The Stunning, Absolutely Brilliant, Freaking Glorious Hole in My Resume

By: Dr. Tanvi Maharaja, PT DPT

Recently I came across a post in social media narrating an incident involving a woman who returned to work after a one year gap and was turned down for an interview by HR, citing the gap and questioning her ability (or deterioration thereof) because of said gap.

Now stuff like this really riles me up. I know so many bright, sharp minds who have to take a break from work due to pregnancy, child care, or even caring for elderly parents, not to mention personal issues, relationship issues, or health issues. I find it outrageous that these individuals are denied a chance to show their mettle one more time. And unfortunately, when it comes to child care, it is usually the women who choose to or have to take time off from work to fulfill these duties.

We as a society, owe so much to our womenfolk. To our moms and grandmothers, aunts, sisters, daycare/childcare providers, teachers and doctors, and all the wonderful women who show up when life does its thing. And then, without a pinch of guilt, we let them down: instantaneously, and with tremendous dismissal. Where would you or I be if some of these female figures did not take a day or days off to comfort us when we were sick or hurt or just depressed? Where would we be without all their sacrifices? And yet, we credit them not for their sacrifices, but question them for it.

As someone who herself took time off to be present for my son and chose to not work for a good five years until my son was settled in school, this hurt. Just because I did not work for a while, it does not disqualify me from even interviewing for a position. I have to start somewhere. And let me tell you, when we have been away from the work that sparks our passion, we return to it with a tenfold force, crushing it all the way. 

Besides, just because someone is away from work does not mean that their growth trajectory comes to a standstill. We keep growing as individuals, learn through various life experiences, enhance our personal growth through the very life crisis and struggles that may have caused us to step away from work. All these experiences enhance us as individuals, provide an enriching kaleidoscope through which we view life. And we bring all of this to the table when we rejoin the workforce. Because what are we if not the sum total of our life’s experiences, travelers on this marvelous journey we have made to the present moment, including all its glorious milestones and erroneous wrong turns? All these lessons learnt during this journey provide perspective, enhance soft skills (for what better way to inculcate empathy than to experience life’s struggles first hand?), and encourage out-of-the-box thinking. This person returning to the workforce is an asset, they have on their resume a lot more than the hole that is being made the epicenter of their lives!

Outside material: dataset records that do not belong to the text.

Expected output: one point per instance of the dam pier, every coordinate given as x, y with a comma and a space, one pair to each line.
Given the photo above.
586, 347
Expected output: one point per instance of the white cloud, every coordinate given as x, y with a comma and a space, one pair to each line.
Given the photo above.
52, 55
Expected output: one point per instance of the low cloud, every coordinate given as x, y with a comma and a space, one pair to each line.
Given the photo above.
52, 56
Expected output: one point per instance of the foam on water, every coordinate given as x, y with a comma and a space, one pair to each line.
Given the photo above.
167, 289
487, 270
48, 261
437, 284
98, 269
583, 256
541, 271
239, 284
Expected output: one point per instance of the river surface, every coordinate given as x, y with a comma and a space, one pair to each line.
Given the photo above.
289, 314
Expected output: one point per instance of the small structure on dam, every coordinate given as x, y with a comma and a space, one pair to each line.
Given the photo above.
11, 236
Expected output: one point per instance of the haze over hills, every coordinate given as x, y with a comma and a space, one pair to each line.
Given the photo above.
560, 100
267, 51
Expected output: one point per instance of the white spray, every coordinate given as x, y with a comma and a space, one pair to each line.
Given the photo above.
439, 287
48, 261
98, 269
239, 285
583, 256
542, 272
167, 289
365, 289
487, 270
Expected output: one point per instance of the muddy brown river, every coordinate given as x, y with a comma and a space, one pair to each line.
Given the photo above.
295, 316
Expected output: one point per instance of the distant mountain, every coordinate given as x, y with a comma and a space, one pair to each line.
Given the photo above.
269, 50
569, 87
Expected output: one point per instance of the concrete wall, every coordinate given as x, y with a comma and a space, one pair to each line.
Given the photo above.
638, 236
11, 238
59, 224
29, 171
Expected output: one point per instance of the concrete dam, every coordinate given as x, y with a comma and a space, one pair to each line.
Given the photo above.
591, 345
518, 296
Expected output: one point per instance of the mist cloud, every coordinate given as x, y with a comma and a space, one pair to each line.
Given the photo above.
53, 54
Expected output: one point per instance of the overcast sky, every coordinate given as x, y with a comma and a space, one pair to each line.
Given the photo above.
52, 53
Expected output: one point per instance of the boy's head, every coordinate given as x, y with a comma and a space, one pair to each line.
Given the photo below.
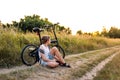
45, 39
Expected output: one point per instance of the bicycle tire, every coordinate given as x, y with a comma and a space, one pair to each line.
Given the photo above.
61, 51
28, 55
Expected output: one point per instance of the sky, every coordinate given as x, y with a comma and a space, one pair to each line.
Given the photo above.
85, 15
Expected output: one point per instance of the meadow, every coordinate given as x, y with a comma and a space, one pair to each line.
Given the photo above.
12, 41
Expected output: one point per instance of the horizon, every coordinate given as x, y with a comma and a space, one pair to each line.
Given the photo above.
87, 16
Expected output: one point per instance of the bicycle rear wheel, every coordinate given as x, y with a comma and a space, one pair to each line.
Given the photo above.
61, 51
28, 55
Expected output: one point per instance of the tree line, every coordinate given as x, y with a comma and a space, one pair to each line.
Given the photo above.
114, 32
29, 22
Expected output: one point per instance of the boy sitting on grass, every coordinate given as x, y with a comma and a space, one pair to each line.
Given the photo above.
50, 57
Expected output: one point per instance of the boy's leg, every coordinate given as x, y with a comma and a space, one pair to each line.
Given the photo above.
54, 51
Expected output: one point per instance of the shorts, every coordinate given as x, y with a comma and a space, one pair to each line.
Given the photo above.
43, 63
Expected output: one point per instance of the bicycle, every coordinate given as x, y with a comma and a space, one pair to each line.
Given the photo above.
30, 54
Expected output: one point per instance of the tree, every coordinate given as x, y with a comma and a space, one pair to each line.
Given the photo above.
114, 32
104, 32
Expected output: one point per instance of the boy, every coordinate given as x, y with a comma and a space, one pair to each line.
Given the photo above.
50, 57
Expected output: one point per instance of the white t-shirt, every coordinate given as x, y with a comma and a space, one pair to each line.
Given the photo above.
46, 50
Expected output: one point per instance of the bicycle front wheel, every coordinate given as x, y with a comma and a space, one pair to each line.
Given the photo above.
28, 55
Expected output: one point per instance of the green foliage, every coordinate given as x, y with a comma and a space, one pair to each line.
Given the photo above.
29, 22
12, 41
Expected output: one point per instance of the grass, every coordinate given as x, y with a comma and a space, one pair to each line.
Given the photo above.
111, 71
12, 42
92, 60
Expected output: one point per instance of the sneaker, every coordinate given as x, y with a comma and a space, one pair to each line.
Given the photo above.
66, 65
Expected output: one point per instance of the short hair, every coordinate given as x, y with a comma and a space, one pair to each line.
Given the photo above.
45, 39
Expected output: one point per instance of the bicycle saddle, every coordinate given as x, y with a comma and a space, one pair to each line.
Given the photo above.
37, 29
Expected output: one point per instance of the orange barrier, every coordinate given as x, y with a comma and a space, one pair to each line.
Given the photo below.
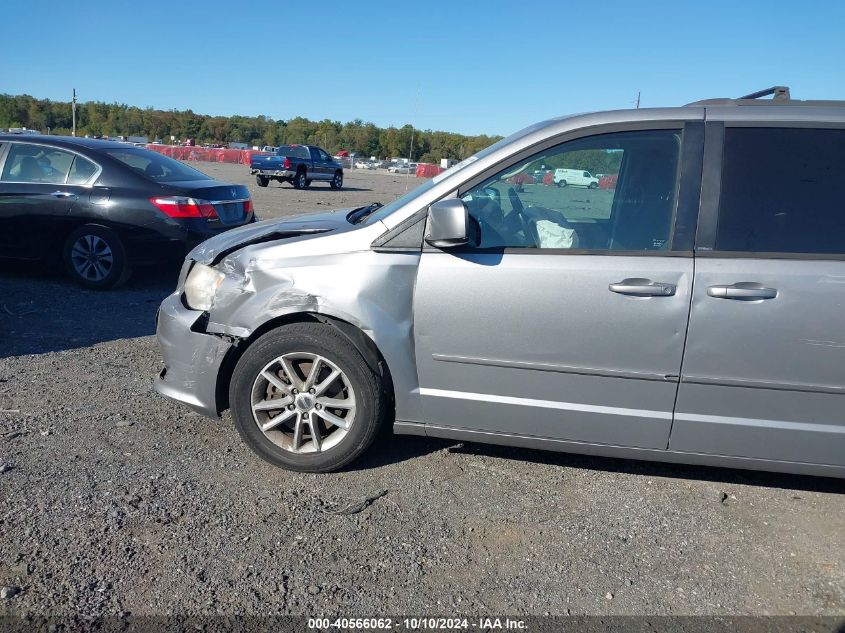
235, 156
427, 170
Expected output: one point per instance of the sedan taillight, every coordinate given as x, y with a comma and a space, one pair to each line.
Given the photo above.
180, 207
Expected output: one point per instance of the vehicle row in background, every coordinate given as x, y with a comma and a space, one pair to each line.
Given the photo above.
103, 207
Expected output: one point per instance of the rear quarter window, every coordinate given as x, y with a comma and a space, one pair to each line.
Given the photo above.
154, 166
783, 191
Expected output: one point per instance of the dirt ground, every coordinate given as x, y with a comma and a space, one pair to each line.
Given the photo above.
114, 500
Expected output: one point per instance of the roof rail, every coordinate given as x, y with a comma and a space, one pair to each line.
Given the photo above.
780, 94
777, 92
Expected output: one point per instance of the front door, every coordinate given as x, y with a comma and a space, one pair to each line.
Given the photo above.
35, 197
764, 370
565, 318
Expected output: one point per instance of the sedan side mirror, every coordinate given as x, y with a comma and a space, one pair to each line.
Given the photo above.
447, 223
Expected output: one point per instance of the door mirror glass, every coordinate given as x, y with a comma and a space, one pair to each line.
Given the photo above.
447, 224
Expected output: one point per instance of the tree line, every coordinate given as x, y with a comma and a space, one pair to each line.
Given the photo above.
96, 118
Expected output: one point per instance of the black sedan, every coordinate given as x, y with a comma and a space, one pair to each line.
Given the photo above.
102, 207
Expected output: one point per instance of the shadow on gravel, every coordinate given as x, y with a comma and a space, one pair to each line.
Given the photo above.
43, 312
394, 449
726, 476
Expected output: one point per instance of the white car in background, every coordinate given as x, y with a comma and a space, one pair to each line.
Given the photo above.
403, 168
578, 177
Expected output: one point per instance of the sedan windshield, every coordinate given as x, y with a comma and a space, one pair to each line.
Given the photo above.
155, 166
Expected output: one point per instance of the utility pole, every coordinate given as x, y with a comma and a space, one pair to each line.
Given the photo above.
73, 111
410, 152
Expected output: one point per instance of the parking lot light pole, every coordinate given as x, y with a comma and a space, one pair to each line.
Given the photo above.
73, 112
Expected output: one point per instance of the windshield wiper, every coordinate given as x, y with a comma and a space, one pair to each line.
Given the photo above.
358, 215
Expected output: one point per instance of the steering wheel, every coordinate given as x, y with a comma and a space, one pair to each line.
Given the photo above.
516, 203
494, 194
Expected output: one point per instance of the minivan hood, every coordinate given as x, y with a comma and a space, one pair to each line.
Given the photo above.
213, 250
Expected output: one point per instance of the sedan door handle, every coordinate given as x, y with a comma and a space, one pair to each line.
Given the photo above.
742, 291
642, 288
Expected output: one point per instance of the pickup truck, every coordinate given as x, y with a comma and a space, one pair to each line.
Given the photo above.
298, 165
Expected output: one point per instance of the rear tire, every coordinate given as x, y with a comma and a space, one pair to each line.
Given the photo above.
94, 257
355, 384
300, 181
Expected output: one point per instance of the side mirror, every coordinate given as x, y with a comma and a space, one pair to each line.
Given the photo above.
447, 223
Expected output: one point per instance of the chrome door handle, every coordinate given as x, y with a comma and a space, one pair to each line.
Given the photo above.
642, 288
742, 291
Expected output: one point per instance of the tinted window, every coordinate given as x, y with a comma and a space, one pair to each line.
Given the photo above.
36, 164
154, 166
783, 191
81, 171
294, 151
551, 200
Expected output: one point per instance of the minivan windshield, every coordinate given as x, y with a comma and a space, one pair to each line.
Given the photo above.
400, 202
155, 166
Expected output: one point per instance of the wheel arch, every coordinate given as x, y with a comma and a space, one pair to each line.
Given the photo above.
364, 344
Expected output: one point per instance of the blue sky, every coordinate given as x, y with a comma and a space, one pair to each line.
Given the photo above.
462, 66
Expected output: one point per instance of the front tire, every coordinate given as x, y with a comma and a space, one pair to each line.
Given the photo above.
303, 398
300, 181
94, 257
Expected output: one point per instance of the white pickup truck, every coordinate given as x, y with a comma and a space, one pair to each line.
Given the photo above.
581, 178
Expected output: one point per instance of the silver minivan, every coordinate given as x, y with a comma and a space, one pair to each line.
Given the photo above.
690, 309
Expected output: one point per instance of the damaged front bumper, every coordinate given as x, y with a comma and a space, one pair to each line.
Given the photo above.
192, 359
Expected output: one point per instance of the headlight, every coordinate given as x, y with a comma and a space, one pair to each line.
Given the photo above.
201, 285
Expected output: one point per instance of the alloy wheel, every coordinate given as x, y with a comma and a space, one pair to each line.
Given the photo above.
303, 403
92, 257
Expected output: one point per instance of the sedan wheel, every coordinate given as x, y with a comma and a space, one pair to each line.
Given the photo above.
94, 257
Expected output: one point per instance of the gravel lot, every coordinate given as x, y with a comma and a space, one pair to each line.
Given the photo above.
113, 500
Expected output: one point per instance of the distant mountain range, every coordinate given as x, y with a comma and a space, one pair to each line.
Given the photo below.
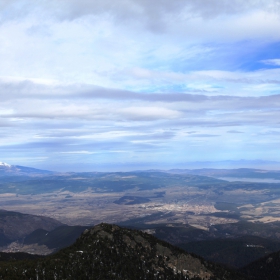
13, 170
114, 252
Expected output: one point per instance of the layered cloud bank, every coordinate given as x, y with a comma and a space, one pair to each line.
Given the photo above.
137, 83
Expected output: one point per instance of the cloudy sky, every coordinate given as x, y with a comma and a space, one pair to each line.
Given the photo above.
129, 84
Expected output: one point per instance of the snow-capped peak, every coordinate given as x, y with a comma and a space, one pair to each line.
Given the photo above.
5, 164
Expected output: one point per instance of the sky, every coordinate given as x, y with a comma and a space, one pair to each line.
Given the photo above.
137, 84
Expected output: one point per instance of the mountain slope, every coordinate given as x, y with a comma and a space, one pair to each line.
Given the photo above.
111, 252
266, 268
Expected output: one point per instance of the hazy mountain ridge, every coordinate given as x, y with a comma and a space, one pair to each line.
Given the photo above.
15, 225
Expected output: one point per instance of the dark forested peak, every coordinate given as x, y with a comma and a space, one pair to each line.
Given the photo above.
266, 268
112, 252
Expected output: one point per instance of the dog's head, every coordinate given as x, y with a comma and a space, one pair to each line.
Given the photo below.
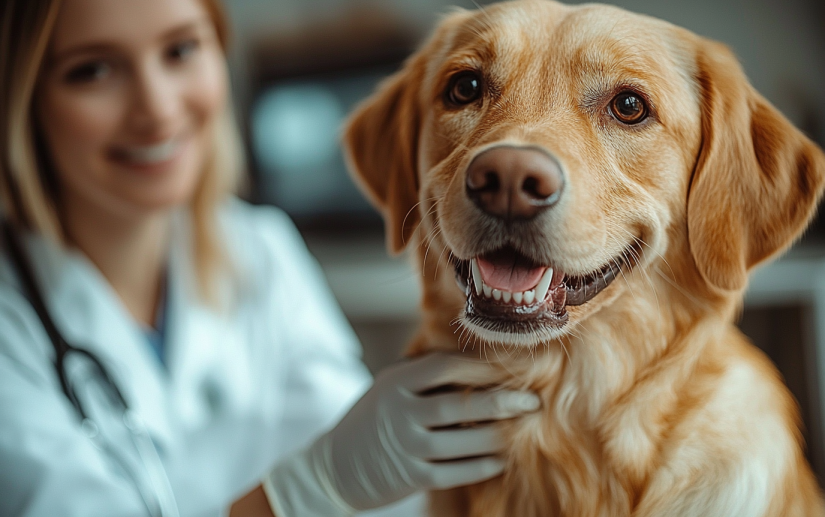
553, 149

This woman who was turned down: Imagine the fire that burnt bright and hot, to prove her worth again, imagine the hopes and dreams she cherished wanting to return to the industry, wanting to be a productive member of society. Most of us who are in this position work really hard to master old skills and to familiarize ourselves with current literature, research, and protocols. We know what we missed. We know there was a gap. And we are determined to fix it. And that determination is unlike any other, because we have experienced first hand what it feels like to not have the job or the position that we worked so hard to aspire to. This woman could have been the show stopper. She could have been who turned the company around. She comes in fresh and inspired, she comes in with original ideas, possibly some that she has been thinking over while in hiatus. She comes in ready to prove herself! The least we can do is give her a chance. Give her that interview!

To all my fellow moms out there: If you are in a position of power, give that woman a chance. She showed up, with courage and bravado, knowing she was likely to experience humiliation in some form. She still showed up. Imagine what she is capable of! Give her that interview!

And to all my fellow moms who have decided to return and are facing obstacles: Do not let organizations tell you what you are capable of based on the gaps in your resume. Do not let them judge the worth of your passion based on situations where you had to prioritize the health of your child over your job. Do not let them diminish you or your abilities. You deserve better than that. That hole in your resume is not a sign of lack. It is a sign of abundance. You chose to let go of things to be there for someone, to put you or your loved ones before everything else. That hole in your resume shows that you are so much more than just an application. That hole in your resume will pave the way to a future bright with hope and grit and passion. That magnificent swashbuckling gutsy hole in your resume!  Be freaking proud of it! I am!